Unlike my generation, Gen X, we were the lucky ones in this regard. We were educated and worked at the dawn of the tech area and were able to sample the stuff before we bought it. Example: Gen X’ers had the privilege of using dial-up internet and wrote college papers on Windows 95, and still were able to master social media and modern-day tech later in life.

Basically, Millennials found out that everything professor so and so at the University of Safe Space campuses was wrong and that the real world is actually cruel, unfair and kind of mean. How do you handle cruel, unfair and mean people? Well, you can’t pass a law against it (yet), so you have to create a culture against it. This might be the one thing the Millennials are doing right! Culture creation. Just tell people it’s the new thing and most will believe it and follow it. Tell future bosses that emotional intelligence is what companies are looking for, and the masses will strive to become emotionally intelligent.

We all see now that many iron-fisted bosses and company owners generally don’t last long.

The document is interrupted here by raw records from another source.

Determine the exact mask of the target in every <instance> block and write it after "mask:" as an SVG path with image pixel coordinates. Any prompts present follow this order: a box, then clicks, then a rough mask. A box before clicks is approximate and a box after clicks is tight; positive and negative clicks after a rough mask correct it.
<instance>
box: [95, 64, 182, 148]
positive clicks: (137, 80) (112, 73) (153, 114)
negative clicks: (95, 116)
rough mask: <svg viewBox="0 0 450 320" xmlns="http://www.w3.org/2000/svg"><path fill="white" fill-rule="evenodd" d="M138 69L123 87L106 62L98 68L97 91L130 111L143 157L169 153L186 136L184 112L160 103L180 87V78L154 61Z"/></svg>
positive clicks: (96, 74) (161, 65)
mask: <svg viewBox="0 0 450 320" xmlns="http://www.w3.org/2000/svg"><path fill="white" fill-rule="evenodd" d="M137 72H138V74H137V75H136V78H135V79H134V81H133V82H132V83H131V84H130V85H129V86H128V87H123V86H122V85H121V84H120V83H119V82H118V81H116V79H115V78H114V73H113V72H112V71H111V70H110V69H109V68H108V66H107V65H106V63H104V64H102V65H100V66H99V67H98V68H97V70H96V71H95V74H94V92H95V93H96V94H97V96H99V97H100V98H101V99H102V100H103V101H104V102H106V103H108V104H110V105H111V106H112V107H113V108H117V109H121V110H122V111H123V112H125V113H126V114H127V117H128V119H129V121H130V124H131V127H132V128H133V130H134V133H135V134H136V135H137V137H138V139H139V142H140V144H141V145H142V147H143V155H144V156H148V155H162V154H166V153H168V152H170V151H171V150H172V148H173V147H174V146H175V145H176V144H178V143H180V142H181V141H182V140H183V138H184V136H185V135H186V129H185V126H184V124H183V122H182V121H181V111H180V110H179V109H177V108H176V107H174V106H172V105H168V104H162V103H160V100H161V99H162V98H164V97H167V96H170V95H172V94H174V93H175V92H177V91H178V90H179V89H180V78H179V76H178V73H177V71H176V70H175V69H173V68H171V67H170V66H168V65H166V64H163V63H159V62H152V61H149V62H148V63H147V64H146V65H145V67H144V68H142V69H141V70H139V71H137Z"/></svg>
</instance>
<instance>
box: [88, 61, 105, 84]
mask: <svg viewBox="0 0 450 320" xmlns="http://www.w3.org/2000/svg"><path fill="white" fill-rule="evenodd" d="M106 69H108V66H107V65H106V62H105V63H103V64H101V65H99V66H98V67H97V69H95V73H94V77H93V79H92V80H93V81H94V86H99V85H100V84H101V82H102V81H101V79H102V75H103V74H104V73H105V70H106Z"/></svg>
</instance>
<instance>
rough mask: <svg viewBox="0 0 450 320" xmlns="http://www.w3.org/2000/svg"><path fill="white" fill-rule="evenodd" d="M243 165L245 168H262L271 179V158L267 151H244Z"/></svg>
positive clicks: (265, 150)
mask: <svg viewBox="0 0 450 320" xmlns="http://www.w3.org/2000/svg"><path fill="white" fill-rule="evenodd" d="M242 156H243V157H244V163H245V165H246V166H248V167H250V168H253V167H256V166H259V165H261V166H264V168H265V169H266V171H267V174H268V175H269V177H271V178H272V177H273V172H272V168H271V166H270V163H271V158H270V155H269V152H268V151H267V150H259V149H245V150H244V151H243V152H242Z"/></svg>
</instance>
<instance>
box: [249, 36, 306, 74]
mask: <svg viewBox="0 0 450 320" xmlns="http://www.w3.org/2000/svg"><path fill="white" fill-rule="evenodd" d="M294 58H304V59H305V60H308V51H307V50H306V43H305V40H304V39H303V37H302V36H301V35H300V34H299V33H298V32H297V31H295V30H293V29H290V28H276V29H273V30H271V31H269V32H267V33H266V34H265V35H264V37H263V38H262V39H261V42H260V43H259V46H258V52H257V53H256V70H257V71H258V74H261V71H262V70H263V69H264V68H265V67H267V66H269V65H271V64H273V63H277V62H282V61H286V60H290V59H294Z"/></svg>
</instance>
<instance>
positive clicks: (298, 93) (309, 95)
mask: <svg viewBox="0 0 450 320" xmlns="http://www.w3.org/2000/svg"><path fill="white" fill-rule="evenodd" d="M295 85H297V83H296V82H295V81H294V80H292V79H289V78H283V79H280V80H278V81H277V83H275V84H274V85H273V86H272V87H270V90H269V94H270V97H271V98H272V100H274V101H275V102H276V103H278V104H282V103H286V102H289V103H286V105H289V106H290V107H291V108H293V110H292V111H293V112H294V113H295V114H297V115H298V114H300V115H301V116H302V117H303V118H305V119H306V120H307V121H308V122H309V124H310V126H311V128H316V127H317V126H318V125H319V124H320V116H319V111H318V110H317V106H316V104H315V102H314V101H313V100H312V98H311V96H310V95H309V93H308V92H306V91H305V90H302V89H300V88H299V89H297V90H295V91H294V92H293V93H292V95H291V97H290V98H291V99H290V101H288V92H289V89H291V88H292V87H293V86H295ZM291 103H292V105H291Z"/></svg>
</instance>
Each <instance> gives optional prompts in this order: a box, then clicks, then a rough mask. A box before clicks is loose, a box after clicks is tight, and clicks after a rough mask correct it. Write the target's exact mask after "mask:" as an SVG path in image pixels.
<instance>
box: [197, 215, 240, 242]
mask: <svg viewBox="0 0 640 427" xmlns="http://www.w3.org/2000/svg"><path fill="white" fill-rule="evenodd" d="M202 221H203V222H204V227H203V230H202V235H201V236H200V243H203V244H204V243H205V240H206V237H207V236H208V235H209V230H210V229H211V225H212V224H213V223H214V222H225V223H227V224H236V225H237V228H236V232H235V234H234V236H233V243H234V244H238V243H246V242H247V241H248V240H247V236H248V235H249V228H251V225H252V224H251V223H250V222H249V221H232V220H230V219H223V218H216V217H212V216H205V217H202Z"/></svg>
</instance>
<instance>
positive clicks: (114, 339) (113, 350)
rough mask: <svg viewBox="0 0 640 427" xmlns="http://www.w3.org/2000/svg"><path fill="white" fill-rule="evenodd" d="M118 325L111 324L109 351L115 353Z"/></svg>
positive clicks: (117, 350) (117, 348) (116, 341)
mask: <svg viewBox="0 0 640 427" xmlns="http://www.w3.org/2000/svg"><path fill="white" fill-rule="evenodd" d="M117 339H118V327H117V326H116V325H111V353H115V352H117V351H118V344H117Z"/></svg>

Even Steve Jobs himself was fired from his own company once before they brought him back to save it! Even if you don’t get fired from your own company, you will start to lose your workforce to kinder and more understanding companies. The new CEO of Uber, Dara Khosrowshahi, former CEO of Expedia, did something just last week as he took the helm that received the attention of not only his staff but of business blogs and media alike. He said three words, either by design or just happenstance, which humanized the position of CEO and demonstrated his emotional intelligence ability. He said, “I am scared!” That is all he said to make the world gasp for just a second and made the Millennials giddy with excitement! Finally, a man that will admit he is scared.

My suggestion to all you future bosses, entrepreneurs, company managers and CEO’s is to embrace the idea of emotional intelligence and learn as much about it as you can. I feel the first thing you have to do is to look at emotional intelligence with the same eyes as you look at a new product or service development R&D. It’s something new you have to look at with an open mind. Mostly, you will have to start looking into yourself to find it. As we all know, you have to be authentic in a vastly changing high-speed world of business and you can’t just act emotionally intelligent to sell it. You will have to believe it yourself and practice it when no one is looking. That is how character is built. But don’t worry! You can still have the authoritarian thought process to manage your company. Even the great Lou Holtz, one of the nicest guys in the whole world, had no problem firing someone that was not bringing value to his organization! Just do as Neapolitan Bonaparte said and – “Put you iron fist in a velvet glove”.